Friday, May 24, 2024

 

A Traditionalist

Thomas Jefferson, letter to John Adams (April 20, 1812):
The Wabash prophet [Tenskwatawa] is a very different character, more rogue than fool, if to be a rogue is not the greatest of all follies. He arose to notice while I was in the administration, and became of course a proper subject of enquiry for me. The enquiry was made with diligence. His declared object was the reformation of his red brethren, and their return to their pristine manner of living. He pretended to be in constant communication with the great spirit, that he was instructed by him to make known to the Indians that they were created by him distinct from the Whites, of different natures, for different purposes, and placed under different circumstances, adapted to their nature and destinies: that they must return from all the ways of the Whites to the habits and opinions of their forefathers. They must not eat the flesh of hogs, of bullocks, of sheep etc. the deer and buffalo having been created for their food; they must not make bread of wheat, but of Indian corn.

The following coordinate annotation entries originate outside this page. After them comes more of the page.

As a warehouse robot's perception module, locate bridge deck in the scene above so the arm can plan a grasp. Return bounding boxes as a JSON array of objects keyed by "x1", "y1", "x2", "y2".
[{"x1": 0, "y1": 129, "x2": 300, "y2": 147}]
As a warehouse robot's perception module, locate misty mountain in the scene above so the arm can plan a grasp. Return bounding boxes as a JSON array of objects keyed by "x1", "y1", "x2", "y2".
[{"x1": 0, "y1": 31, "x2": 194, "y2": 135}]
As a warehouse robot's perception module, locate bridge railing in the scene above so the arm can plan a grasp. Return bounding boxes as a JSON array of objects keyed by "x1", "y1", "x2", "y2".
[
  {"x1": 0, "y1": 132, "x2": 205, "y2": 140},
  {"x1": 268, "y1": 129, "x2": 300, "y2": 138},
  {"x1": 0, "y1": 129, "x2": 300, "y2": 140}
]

They must not wear linen nor woollen, but dress like their fathers in the skins and furs of wild animals. They must not drink ardent spirits; and I do not remember whether he extended his inhibitions to the gun and gunpowder, in favor of the bow and arrow. I concluded from all this that he was a visionary, inveloped in the clouds of their antiquities, and vainly endeavoring to lead back his brethren to the fancied beatitudes of their golden age.